We derive rigorous estimates for finite-time averages of various mathematical objects, which involve the solutions of the 2D space-periodic Navier-Stokes equations, and correspond to relevant physical quantities in turbulence. The fundamental relations of the mathematical theory of turbulence are derived from the equations of motion. The main results of this first part concern the direct enstrophy cascade, lower bounds for finite-time averages of the energy and the rate of energy dissipation, Kolmogorov's dissipation law, upper and lower bounds for the dissipation cut-off. We allow time-dependent forcing in all length scales and examine several spatial and temporal regularity conditions on forces.

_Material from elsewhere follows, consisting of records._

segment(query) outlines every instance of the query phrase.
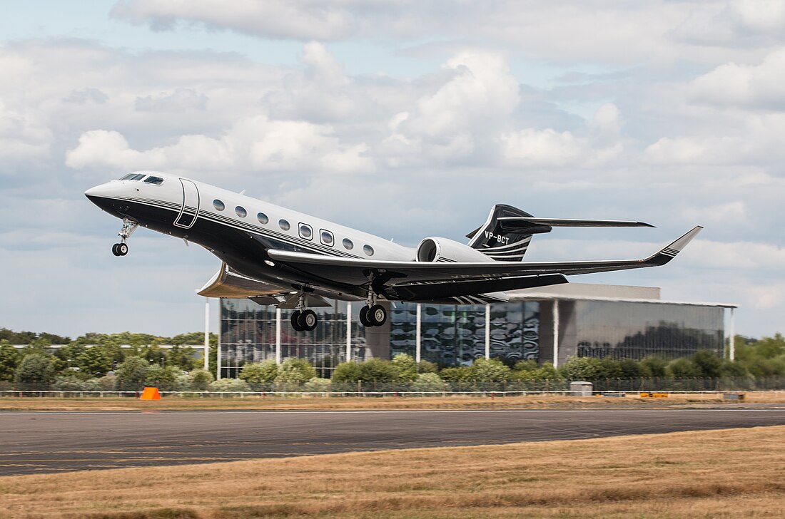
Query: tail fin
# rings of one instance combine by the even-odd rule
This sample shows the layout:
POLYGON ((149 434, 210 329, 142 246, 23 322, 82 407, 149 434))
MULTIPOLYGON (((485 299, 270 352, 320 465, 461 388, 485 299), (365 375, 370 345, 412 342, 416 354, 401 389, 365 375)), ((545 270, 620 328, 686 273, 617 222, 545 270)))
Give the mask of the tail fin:
POLYGON ((550 232, 551 227, 522 222, 517 220, 520 217, 531 218, 531 215, 512 205, 494 205, 487 221, 466 235, 470 238, 469 246, 496 261, 522 260, 532 234, 550 232), (513 217, 513 221, 503 220, 509 217, 513 217))
POLYGON ((487 221, 466 234, 469 246, 496 261, 520 261, 531 241, 531 236, 550 233, 553 227, 653 227, 644 222, 619 220, 569 220, 535 218, 528 212, 498 204, 491 209, 487 221))

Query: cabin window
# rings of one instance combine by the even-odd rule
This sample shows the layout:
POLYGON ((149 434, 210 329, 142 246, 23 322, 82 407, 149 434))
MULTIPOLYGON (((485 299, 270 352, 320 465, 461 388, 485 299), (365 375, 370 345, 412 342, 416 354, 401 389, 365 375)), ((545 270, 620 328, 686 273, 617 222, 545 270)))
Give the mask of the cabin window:
POLYGON ((335 241, 335 239, 333 238, 333 234, 329 230, 325 230, 324 229, 319 231, 319 238, 322 241, 322 243, 330 247, 333 246, 333 242, 335 241))

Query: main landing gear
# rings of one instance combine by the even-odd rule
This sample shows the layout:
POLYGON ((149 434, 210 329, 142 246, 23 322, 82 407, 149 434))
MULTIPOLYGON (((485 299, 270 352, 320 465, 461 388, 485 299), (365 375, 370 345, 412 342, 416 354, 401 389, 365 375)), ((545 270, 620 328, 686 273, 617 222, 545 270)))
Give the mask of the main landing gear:
POLYGON ((120 242, 111 246, 111 253, 115 256, 126 256, 128 254, 128 244, 126 241, 131 237, 133 231, 139 227, 138 222, 134 222, 128 218, 122 219, 122 227, 117 235, 120 237, 120 242))
MULTIPOLYGON (((316 329, 319 317, 312 310, 308 310, 308 294, 300 292, 297 310, 292 312, 291 324, 295 332, 310 332, 316 329)), ((368 294, 367 304, 360 309, 360 322, 366 328, 382 326, 387 322, 387 310, 376 301, 376 294, 368 294)))
POLYGON ((376 294, 373 291, 368 291, 366 306, 360 309, 360 322, 366 328, 382 326, 387 322, 387 310, 376 302, 376 294))
POLYGON ((316 328, 319 324, 319 318, 312 310, 308 310, 308 294, 300 292, 300 301, 298 303, 297 310, 292 312, 292 328, 295 332, 310 332, 316 328))

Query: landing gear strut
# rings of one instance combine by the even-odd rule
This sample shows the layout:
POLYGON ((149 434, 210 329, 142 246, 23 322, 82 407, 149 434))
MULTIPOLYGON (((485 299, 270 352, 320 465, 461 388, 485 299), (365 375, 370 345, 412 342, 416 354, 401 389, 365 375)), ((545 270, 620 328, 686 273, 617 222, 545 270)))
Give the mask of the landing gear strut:
POLYGON ((312 310, 308 310, 308 294, 301 292, 297 310, 292 312, 291 323, 295 332, 310 332, 316 328, 319 318, 312 310))
POLYGON ((366 328, 382 326, 387 322, 387 310, 376 302, 376 294, 373 290, 368 291, 366 306, 360 309, 360 322, 366 328))
POLYGON ((115 243, 111 246, 112 254, 115 256, 126 256, 128 254, 128 244, 126 241, 131 237, 131 234, 133 234, 133 231, 138 227, 138 222, 134 222, 128 218, 122 219, 122 227, 120 229, 120 232, 117 233, 117 235, 120 237, 120 242, 115 243))

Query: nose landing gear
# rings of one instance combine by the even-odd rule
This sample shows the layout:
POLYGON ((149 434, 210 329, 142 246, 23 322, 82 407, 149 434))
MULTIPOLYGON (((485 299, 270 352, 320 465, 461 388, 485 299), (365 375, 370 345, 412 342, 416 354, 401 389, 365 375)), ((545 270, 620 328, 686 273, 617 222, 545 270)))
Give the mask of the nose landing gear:
POLYGON ((128 244, 126 241, 131 237, 133 231, 139 227, 138 222, 134 222, 129 218, 122 219, 122 227, 117 235, 120 237, 120 242, 111 246, 111 253, 115 256, 126 256, 128 254, 128 244))

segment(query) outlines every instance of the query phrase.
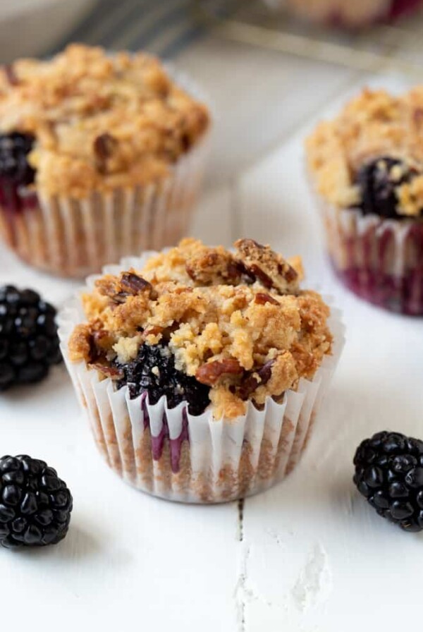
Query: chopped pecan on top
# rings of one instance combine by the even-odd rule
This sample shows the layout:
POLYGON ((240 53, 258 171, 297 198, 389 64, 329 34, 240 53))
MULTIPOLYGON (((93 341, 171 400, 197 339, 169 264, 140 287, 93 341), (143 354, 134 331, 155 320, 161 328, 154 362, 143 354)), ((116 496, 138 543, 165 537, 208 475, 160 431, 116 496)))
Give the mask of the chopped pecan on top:
POLYGON ((90 363, 88 366, 90 369, 97 369, 103 375, 111 377, 112 379, 122 379, 124 377, 123 371, 118 369, 117 367, 111 367, 109 365, 102 364, 100 362, 90 363))
POLYGON ((222 375, 240 375, 243 371, 238 360, 228 358, 207 362, 197 370, 195 379, 202 384, 214 386, 222 375))
POLYGON ((130 294, 138 294, 144 290, 151 291, 152 289, 151 283, 134 272, 123 272, 121 276, 121 286, 130 294))
POLYGON ((238 239, 234 244, 236 256, 247 274, 267 289, 280 294, 296 294, 299 291, 299 276, 294 268, 268 245, 253 239, 238 239))
POLYGON ((207 248, 188 260, 185 269, 192 281, 202 285, 240 281, 241 271, 233 255, 223 248, 207 248))
POLYGON ((120 278, 108 275, 98 279, 95 286, 100 294, 108 296, 114 303, 125 303, 128 296, 135 296, 147 291, 150 295, 153 287, 148 281, 135 272, 123 272, 120 278))
POLYGON ((264 386, 271 377, 271 367, 274 360, 269 360, 262 367, 250 371, 235 391, 241 399, 248 399, 257 387, 264 386))
POLYGON ((254 302, 257 305, 264 305, 266 303, 271 303, 272 305, 281 305, 278 300, 264 292, 258 292, 254 299, 254 302))
POLYGON ((97 136, 92 145, 96 159, 96 166, 101 174, 105 174, 107 171, 107 160, 113 155, 118 146, 116 139, 106 132, 97 136))

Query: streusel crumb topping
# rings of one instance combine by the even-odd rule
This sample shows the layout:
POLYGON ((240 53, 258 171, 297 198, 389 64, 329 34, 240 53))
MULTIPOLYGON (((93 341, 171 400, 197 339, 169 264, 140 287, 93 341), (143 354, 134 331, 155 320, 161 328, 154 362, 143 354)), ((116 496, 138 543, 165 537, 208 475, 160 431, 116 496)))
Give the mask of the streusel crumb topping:
MULTIPOLYGON (((417 175, 396 189, 397 213, 418 217, 423 209, 423 86, 400 97, 364 90, 335 119, 307 140, 309 169, 319 193, 339 207, 360 205, 357 175, 379 157, 398 159, 417 175)), ((398 169, 398 167, 397 167, 398 169)), ((393 179, 400 179, 393 174, 393 179)))
POLYGON ((35 137, 29 160, 45 195, 160 180, 208 126, 205 106, 143 53, 71 44, 0 71, 0 130, 35 137))
POLYGON ((251 239, 235 247, 184 239, 142 269, 99 278, 82 297, 87 321, 71 336, 71 360, 119 379, 116 367, 142 345, 164 345, 177 370, 209 387, 216 419, 312 378, 331 353, 329 308, 300 288, 298 257, 284 260, 251 239))

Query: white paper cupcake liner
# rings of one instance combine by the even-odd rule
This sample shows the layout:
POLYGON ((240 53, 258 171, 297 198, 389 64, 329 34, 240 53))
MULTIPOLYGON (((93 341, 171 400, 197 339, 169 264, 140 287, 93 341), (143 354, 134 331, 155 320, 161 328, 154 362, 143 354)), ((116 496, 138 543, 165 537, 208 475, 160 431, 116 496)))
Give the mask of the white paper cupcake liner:
MULTIPOLYGON (((106 266, 117 274, 140 269, 154 254, 106 266)), ((89 277, 90 290, 97 276, 89 277)), ((150 406, 145 394, 129 397, 127 387, 115 390, 109 378, 85 362, 71 363, 68 343, 85 316, 78 298, 59 317, 59 335, 65 361, 97 446, 109 466, 139 490, 168 500, 216 503, 265 490, 295 467, 303 451, 344 342, 340 312, 332 309, 329 327, 333 355, 325 356, 312 381, 301 379, 281 403, 269 398, 264 408, 250 402, 247 414, 214 420, 210 411, 193 417, 185 403, 169 409, 165 397, 150 406)))
POLYGON ((331 260, 344 284, 381 307, 422 315, 423 221, 363 215, 317 200, 331 260))
MULTIPOLYGON (((167 70, 189 94, 204 101, 191 80, 171 66, 167 70)), ((124 256, 176 243, 189 232, 210 136, 209 129, 159 183, 95 191, 82 200, 45 198, 23 187, 21 210, 11 212, 0 204, 0 235, 31 265, 79 278, 124 256)))

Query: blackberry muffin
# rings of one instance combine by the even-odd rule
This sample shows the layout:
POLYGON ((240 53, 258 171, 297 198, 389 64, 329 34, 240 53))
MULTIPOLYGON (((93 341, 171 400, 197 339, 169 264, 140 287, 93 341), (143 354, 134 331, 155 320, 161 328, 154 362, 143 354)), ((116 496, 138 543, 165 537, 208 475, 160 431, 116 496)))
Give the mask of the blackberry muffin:
POLYGON ((297 463, 342 346, 300 260, 185 239, 92 278, 61 315, 65 359, 109 465, 154 495, 219 502, 297 463))
POLYGON ((423 314, 423 87, 364 90, 307 141, 339 278, 394 312, 423 314))
POLYGON ((99 272, 186 233, 209 116, 159 61, 71 44, 0 68, 0 233, 28 263, 99 272))
MULTIPOLYGON (((274 6, 281 0, 266 0, 274 6)), ((422 6, 422 0, 286 0, 283 6, 300 18, 329 26, 357 29, 395 20, 422 6)))

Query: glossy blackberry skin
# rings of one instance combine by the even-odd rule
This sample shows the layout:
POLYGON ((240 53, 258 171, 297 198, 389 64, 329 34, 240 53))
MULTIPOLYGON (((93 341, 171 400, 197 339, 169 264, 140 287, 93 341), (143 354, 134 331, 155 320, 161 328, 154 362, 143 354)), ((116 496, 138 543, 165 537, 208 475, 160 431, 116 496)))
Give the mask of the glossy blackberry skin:
POLYGON ((393 219, 403 219, 397 212, 398 199, 396 188, 410 182, 417 174, 415 169, 407 169, 398 179, 393 179, 391 170, 393 166, 403 167, 400 160, 383 156, 364 165, 359 171, 356 183, 361 195, 361 210, 364 215, 376 214, 393 219), (386 165, 384 168, 381 165, 386 165))
POLYGON ((360 444, 354 465, 354 482, 379 516, 405 531, 423 529, 422 441, 378 432, 360 444))
POLYGON ((16 186, 34 181, 35 171, 27 160, 33 143, 30 134, 0 134, 0 178, 16 186))
POLYGON ((186 401, 191 415, 201 415, 210 403, 209 387, 177 370, 173 356, 164 345, 143 344, 135 360, 116 365, 124 374, 118 387, 128 384, 131 399, 147 391, 154 404, 166 395, 170 408, 186 401))
POLYGON ((54 308, 33 290, 0 287, 0 391, 39 382, 61 360, 54 308))
POLYGON ((0 545, 55 545, 68 533, 70 492, 56 470, 27 455, 0 458, 0 545))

Next, we study the vertically averaged Rayleigh-Benard equations with periodic-Dirichlet mixed boundary conditions. We require global regularity, and show that the solutions have the necessary space regularity properties for an analysis of turbulence along the same lines as in the first part. The result of averaging is a 2D Navier-Stokes system. The body force is determined by the solutions of the 3D Rayleigh-Bénard equations, and consists of boundary terms and Reynolds' stresses. We analyze the averaged system for 2D turbulence, and derive similar and different aspects with the general 2D problem.

Finally, we study the horizontally averaged Rayleigh-Benard system. The goal is to analyze the role of convection in heat transport by exploring the relation between the adimensional heat flux (the Nusselt number), and another non-dimensional quantity (the Rayleigh number) representing the predetermined physical state. We prove some properties of the temperature profile and the velocity field, and deduce various power laws relating the Nusselt and the Rayleigh numbers under assumptions on velocity and temperature.